Currently, farmers are required to be actively engaged in farming to receive these payments. “Actively engaged” farmers should be on the farm or in the tractor, as well as investing in land, equipment, or providing capital for the farming operation.
Each corporation, LLC, or individual farmer meeting “actively engaged” eligibility criteria can receive payments. In 2015, USDA paid $3.7 million to one farming operation comprised of two individuals and 32 corporations. The operation reported that 25 members (plus 10 spouses) contributed active personal management, but no personal labor in the field.
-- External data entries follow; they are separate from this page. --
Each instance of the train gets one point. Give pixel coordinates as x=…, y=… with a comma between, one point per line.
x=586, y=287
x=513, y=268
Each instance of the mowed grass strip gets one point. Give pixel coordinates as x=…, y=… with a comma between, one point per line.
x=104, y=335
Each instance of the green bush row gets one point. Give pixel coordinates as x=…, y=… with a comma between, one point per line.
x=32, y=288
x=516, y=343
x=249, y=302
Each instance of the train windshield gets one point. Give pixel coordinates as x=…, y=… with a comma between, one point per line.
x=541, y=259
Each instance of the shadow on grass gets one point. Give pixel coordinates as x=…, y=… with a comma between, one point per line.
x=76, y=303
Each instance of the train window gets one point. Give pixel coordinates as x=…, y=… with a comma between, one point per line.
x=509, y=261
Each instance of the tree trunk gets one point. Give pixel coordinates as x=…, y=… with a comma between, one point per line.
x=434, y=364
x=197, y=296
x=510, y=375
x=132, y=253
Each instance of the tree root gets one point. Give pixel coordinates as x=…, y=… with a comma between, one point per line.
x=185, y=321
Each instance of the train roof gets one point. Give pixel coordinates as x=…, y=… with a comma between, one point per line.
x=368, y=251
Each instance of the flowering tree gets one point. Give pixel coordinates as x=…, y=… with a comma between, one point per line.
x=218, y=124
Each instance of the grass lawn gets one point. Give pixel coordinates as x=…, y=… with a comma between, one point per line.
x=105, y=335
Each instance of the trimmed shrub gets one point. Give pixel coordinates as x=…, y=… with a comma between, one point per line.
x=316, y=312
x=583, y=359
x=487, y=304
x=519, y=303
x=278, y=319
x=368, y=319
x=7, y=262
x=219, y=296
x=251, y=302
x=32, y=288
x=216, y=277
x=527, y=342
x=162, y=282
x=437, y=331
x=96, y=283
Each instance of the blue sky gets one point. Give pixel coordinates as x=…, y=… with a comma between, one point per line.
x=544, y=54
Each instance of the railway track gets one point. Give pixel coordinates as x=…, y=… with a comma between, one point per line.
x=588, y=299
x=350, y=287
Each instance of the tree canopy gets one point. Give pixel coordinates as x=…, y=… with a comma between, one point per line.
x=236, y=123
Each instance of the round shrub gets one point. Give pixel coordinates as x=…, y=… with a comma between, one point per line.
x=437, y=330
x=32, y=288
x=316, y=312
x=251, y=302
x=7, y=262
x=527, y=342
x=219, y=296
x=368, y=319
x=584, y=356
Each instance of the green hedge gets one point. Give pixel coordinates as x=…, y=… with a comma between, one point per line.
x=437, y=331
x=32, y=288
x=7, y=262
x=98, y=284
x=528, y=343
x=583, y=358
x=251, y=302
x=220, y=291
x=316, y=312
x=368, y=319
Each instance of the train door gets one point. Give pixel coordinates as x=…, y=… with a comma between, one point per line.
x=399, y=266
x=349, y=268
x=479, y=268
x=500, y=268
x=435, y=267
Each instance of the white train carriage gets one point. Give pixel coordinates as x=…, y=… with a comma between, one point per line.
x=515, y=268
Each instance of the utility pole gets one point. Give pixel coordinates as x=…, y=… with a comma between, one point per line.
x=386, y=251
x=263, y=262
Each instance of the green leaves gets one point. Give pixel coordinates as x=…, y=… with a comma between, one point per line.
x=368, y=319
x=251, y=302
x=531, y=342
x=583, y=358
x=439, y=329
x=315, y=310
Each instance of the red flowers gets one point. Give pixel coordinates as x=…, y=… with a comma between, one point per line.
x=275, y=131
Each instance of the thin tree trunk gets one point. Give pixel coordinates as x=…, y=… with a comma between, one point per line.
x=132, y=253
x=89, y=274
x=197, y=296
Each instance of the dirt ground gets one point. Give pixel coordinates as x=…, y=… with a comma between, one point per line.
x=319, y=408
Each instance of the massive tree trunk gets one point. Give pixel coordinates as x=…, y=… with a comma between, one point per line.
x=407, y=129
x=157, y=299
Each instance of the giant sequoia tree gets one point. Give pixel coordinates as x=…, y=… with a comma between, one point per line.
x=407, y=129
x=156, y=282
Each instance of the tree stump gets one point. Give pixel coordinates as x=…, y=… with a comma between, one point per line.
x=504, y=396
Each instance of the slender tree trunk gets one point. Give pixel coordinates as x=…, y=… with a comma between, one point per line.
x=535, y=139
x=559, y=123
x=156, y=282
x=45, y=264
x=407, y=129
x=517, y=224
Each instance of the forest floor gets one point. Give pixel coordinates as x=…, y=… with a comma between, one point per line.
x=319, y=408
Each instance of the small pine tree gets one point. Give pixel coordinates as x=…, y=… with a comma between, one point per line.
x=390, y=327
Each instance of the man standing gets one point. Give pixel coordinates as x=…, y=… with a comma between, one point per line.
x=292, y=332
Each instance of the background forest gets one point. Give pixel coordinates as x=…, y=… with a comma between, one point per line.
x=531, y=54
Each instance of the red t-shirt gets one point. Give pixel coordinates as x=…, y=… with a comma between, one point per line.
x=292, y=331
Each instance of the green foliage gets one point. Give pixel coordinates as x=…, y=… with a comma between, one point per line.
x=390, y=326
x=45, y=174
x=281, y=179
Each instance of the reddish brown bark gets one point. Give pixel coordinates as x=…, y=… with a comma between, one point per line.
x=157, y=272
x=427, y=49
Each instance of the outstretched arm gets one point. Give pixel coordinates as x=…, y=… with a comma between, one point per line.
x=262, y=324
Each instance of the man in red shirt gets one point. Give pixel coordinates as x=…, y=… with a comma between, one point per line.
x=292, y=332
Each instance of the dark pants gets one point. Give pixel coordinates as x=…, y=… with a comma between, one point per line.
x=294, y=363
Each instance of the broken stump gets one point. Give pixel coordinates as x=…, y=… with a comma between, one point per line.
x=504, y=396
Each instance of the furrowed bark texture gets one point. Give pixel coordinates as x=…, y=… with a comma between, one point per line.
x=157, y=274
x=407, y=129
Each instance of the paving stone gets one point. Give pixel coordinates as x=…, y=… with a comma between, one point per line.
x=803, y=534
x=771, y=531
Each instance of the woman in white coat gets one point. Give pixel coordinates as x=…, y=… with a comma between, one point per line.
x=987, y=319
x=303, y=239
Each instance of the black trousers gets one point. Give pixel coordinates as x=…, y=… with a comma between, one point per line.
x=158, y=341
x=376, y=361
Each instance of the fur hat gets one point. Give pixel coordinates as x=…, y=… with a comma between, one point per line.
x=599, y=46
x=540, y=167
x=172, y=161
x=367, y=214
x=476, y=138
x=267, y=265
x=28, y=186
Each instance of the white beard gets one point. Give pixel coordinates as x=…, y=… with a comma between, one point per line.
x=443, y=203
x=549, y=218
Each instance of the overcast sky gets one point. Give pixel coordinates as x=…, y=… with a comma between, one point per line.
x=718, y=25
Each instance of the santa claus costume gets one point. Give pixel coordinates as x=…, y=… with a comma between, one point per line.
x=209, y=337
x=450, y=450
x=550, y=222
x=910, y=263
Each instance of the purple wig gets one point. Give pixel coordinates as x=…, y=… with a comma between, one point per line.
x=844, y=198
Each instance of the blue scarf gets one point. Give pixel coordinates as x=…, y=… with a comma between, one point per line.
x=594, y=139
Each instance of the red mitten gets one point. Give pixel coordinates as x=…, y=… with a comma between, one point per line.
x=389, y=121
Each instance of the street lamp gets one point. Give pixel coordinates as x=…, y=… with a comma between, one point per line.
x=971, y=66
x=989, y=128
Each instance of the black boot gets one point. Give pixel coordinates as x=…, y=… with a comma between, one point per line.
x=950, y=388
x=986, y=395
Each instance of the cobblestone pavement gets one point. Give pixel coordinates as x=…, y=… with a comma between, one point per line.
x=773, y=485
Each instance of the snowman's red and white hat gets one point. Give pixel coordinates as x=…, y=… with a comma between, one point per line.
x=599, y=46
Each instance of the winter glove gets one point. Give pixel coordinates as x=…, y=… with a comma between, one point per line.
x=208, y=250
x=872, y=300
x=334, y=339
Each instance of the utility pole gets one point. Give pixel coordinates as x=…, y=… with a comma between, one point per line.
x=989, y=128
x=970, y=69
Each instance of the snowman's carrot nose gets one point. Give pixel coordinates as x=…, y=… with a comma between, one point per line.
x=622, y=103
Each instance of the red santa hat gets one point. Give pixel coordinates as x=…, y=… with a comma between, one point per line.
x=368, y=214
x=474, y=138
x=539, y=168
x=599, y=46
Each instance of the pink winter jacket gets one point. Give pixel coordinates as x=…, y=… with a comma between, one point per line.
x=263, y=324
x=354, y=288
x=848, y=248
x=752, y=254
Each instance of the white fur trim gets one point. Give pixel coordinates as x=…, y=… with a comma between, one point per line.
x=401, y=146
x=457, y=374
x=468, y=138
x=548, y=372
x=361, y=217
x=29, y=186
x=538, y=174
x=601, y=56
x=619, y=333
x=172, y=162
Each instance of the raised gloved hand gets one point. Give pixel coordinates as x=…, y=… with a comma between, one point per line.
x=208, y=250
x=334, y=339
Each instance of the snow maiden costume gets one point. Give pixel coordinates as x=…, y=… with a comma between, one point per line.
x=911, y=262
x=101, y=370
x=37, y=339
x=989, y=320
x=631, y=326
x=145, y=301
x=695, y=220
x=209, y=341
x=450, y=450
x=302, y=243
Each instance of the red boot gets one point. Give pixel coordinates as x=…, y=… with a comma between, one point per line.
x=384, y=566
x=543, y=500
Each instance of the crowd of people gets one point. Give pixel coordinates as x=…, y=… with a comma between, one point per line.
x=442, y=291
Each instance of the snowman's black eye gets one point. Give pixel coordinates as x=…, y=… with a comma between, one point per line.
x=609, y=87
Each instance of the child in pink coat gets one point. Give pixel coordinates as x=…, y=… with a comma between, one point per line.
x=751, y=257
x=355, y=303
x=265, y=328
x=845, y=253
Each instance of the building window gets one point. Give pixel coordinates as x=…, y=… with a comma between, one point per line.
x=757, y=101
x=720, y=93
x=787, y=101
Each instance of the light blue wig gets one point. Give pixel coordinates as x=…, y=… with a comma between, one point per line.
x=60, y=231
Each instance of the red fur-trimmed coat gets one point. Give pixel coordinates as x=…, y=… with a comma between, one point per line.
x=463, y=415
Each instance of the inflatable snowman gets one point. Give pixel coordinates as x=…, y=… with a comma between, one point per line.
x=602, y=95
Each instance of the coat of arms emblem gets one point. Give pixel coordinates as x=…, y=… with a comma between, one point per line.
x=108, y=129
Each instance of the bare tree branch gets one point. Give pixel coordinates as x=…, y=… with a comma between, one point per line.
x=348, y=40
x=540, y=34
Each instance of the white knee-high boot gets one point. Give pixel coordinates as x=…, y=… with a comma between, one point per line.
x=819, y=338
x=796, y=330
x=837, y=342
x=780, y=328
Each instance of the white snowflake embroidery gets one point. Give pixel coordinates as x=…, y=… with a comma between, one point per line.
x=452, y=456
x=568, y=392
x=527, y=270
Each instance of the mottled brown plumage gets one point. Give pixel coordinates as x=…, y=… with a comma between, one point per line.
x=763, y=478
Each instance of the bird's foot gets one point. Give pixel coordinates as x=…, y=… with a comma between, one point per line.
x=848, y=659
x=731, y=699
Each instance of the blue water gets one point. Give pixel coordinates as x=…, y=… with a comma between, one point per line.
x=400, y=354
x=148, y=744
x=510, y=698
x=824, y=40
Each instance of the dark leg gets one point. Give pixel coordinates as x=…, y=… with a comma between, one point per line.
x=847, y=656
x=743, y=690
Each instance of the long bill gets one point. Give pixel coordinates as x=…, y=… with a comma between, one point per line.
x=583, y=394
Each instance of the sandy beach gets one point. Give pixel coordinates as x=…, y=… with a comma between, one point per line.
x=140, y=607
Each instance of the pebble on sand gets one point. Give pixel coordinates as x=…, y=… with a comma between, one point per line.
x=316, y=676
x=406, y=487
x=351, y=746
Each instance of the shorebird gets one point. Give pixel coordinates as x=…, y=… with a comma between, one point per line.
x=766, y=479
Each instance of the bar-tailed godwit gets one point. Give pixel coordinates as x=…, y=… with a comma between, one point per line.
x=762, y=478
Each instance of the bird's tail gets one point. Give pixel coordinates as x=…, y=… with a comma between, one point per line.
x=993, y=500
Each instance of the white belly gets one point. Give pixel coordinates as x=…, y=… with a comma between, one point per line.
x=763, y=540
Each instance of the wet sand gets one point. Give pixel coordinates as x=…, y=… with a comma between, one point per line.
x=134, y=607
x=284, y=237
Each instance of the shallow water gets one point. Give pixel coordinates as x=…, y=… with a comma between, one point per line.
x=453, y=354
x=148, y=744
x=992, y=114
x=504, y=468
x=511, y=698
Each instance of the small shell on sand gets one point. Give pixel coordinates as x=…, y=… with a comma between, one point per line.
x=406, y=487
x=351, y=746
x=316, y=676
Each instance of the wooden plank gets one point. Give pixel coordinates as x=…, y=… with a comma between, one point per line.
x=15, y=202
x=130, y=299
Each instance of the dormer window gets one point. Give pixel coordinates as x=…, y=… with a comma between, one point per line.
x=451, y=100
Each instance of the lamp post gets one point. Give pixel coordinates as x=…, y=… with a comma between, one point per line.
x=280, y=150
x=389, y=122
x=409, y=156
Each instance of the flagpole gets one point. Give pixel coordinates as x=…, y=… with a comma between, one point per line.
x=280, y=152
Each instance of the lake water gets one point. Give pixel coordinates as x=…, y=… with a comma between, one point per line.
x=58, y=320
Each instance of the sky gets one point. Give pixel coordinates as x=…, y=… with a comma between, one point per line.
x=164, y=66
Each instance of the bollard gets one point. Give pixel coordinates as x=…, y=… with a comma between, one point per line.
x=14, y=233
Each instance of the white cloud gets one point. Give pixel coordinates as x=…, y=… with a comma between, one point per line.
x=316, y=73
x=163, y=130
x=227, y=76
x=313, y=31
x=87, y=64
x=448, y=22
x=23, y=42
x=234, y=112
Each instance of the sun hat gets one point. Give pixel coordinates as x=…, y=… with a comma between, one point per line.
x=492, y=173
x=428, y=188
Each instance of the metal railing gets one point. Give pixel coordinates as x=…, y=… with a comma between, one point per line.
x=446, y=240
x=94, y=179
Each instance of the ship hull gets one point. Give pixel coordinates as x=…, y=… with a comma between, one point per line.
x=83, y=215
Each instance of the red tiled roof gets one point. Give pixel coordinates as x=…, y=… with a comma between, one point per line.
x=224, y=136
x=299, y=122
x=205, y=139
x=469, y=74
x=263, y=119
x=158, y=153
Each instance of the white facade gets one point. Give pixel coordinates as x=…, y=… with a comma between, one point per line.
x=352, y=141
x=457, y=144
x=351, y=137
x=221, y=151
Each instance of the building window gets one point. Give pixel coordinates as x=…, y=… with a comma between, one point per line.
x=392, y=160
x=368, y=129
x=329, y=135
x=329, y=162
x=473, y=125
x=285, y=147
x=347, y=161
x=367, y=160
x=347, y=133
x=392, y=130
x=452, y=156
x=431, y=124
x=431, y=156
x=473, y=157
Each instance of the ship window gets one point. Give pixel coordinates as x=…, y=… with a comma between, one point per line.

Support for these large farming operations works against other USDA programs, like beginning farmer loans, rural development programs, and more. The positive impact from those programs is diminished when corporate agriculture is strengthened by excessive and unnecessary farm program payments.
Taxpayer dollars shouldn’t be misguided to further drive farm consolidation, increase barriers for beginning farmers, and decrease the number of true family farms in our agricultural system. Instead, sound, effective payment limitations should be implemented and enforced to ensure taxpayer dollars aren’t funding the squandering of rural America.